A moitié endormie, je souris vaguement en pensant à la demi-journée de congé qui m’attend quand d’un coup, je me dresse droite comme un i dans mon lit comme brusquement revenue sur Terre : aujourd’hui, point de farniente, c’est mission commando à la Mairie pour y régler des soucis d’ordre administratif. Youpi.
Des frissons me parcourent le dos rien qu’à la pensée de cette expédition en milieu hostile et je ne peux m’empêcher de me remémorer les 12 travaux d’Astérix et ce fameux passage dans la maison de fous à la recherche du formulaire A38 (voir lien vers la vidéo en bas)…
Cela fait pourtant plusieurs jours que je me conditionne pour cette aventure. J’ai regardé la dernière saison de Kho Lanta et j’ai visualisé mentalement toutes les déconvenues possibles : attente interminable, manque d’un papier essentiel, retour à la maison, petite vieille qui tente de passer devant tout le monde, gosses qui hurlent, démarches supplémentaires à effectuer...
Objectif n°1 : garder le sourire. Je n’ai pas envie de passer à la rubrique des faits divers sous le titre « Après 3 heures d’attente, elle frappe un agent communal à coups de tampon encreur ».
Côté équipement, j’ai préparé un solide paquetage :
-Chaussures confortables aux pieds + paire de tongs dans le sac prêtes à être dégainées
- Petit gilet + parapluie en cas d‘intempéries et chapeau + crème solaire en cas d’attente sous le soleil
- Lunettes de soleil : pour cacher d’éventuels rictus de colère en cas d’échec de l’opération sourire
- Petit encas + petite bouteille d’eau : il ne faudrait pas que je loupe mon tour pour cause d’hypoglycémie ou de déshydratation
- Petit encas bis, si le premier ne suffisait pas
- Documents administratifs en tout genre pour parer à toute éventualité : facture d’eau, facture d’électricité, photocopie de ma carte d’identité, permis de conduire, carnet de correspondance, radio des poumons, derniers relevés de compte, liste de course, derniers bulletins de salaire, timbres postaux, dernière feuille d’imposition, baccalauréat, derniers résultats de prise de sang, brevet de natation, carte vitale, carte d’électeur, carte de donneur d’organe, acte de mariage, autorisation d’absence de mes parents, timbres fiscaux. Je suis sûre d’avoir oublié quelque chose…

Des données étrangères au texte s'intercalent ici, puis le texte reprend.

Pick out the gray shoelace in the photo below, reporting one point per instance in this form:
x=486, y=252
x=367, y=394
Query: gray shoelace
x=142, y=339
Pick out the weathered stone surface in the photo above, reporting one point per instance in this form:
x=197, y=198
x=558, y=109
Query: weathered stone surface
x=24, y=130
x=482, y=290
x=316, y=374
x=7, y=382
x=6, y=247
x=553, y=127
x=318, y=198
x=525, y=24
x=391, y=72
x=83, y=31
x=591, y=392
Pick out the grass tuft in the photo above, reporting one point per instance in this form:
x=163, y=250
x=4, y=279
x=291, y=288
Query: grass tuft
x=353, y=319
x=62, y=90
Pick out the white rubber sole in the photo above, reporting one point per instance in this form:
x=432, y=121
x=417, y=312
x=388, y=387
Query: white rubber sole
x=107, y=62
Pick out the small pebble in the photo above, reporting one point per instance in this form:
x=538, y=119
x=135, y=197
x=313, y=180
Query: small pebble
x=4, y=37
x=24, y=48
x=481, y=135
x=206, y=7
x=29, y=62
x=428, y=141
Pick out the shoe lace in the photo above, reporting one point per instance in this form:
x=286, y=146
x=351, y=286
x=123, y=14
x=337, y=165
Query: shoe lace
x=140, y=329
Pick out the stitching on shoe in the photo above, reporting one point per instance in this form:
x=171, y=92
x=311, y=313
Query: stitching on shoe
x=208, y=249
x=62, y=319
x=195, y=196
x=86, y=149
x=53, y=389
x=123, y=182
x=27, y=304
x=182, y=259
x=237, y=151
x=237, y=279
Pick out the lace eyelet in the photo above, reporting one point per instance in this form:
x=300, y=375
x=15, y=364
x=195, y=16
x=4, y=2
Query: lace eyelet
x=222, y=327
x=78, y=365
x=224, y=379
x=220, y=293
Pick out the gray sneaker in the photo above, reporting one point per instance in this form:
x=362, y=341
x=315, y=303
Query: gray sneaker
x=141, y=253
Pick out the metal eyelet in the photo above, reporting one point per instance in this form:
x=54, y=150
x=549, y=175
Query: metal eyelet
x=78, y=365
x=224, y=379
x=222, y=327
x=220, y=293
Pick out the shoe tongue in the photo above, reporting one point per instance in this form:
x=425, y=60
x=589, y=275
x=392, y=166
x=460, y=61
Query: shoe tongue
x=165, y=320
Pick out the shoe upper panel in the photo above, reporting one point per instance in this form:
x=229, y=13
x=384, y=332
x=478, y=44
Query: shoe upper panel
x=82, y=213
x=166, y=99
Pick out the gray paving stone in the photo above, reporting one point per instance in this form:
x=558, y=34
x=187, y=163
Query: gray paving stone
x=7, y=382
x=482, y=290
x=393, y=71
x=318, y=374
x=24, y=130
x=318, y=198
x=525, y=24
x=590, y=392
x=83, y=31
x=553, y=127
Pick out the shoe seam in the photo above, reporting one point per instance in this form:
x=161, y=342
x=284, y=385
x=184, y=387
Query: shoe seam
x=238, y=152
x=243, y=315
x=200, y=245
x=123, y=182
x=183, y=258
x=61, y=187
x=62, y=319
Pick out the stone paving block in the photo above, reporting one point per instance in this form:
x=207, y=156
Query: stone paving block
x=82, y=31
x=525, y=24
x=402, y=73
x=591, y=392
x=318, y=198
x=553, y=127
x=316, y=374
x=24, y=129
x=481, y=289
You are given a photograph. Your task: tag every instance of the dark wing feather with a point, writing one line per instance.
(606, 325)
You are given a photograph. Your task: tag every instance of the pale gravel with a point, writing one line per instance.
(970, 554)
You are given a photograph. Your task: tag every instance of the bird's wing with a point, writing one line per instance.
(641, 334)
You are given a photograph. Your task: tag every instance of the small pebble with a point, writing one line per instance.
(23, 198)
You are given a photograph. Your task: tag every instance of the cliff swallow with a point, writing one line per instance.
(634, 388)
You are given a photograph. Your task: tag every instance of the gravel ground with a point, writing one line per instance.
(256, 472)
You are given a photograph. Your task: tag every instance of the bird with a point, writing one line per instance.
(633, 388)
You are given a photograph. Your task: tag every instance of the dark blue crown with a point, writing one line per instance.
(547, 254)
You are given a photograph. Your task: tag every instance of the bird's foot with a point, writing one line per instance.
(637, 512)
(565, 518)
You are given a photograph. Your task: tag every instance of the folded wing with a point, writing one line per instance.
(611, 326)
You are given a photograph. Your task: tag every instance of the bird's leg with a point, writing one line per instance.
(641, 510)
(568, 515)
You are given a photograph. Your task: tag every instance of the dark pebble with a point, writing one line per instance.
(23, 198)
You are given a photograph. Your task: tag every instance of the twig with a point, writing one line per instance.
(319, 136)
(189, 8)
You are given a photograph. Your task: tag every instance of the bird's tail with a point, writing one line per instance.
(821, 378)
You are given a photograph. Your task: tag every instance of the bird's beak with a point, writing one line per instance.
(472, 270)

- Un stylo et un bloc-notes
- Un magazine, un livre et mon téléphone portable pour combler l’attente
- 200 € en liquide, pour graisser la patte d’un éventuel agent récalcitrant
- Un caddie emprunté au supermarché pour transporter le tout
Une fois sur les lieux, je scrute à 360° autour de moi : personne n’attend, je dois être la première. Yes, c’est mon jour de chance ! Docile, je me dirige tout de même vers la machine qui me délivre un ticket numéroté et m’assoit : eh oui, ce n’est pas parce qu’il n’y a personne d’autre que c’est mon tour pour autant…
5 minutes passent. Mais qu’est-ce qu’ils fichent derrière leur bureau ?
Je fixe tour à tour les différents panneaux lumineux pour être sûre de ne pas louper mon numéro, le vérifie ensuite sur le ticket, refixe les panneaux.
Toujours aucun signe de vie. Je me demande si je ne suis pas devenue invisible. Je toussote pour me manifester discrètement.
Mon numéro s’affiche enfin et un agent municipal me fait signe d’avancer en me gratifiant d’un sourire cordial. Tant de facilité rend la chose suspecte… un forcené aurait-il pris le service en otage et on tenterait de me le dissimuler ?
Assise dans le petit box, je présente ma requête et mes questions (j’en ai toujours malgré 3h passées sur le net) le plus posément et distinctement possible. Mon interlocuteur fait montre d’une attention qui frôle la paralysie. Seul un battement de cils m’indique qu’il est bien vivant.
A mon grand étonnement, il me répond fort aimablement et je comprends chaque mot qui sort de sa bouche. Cerise sur le gâteau, les conditions sont réunies pour que tout soit réglé en quelques minutes.
Alléluia ! De petits chérubins aux cuisses potelées sortent virtuellement des murs de la Mairie et me chantent une aria. Jamais démarche administrative n’avait eu d’issue aussi heureuse.
Regonflée à bloc vis-à-vis du genre humain, je sors de la Mairie pleine d’entrain et d’espérance quand une voiture manque de me renverser. Elle s’arrête un peu plus loin et son conducteur sort la tête par la fenêtre pour me hurler des insanités.
Retour à 0 de mon indice de confiance : le monde est vraiment une jungle.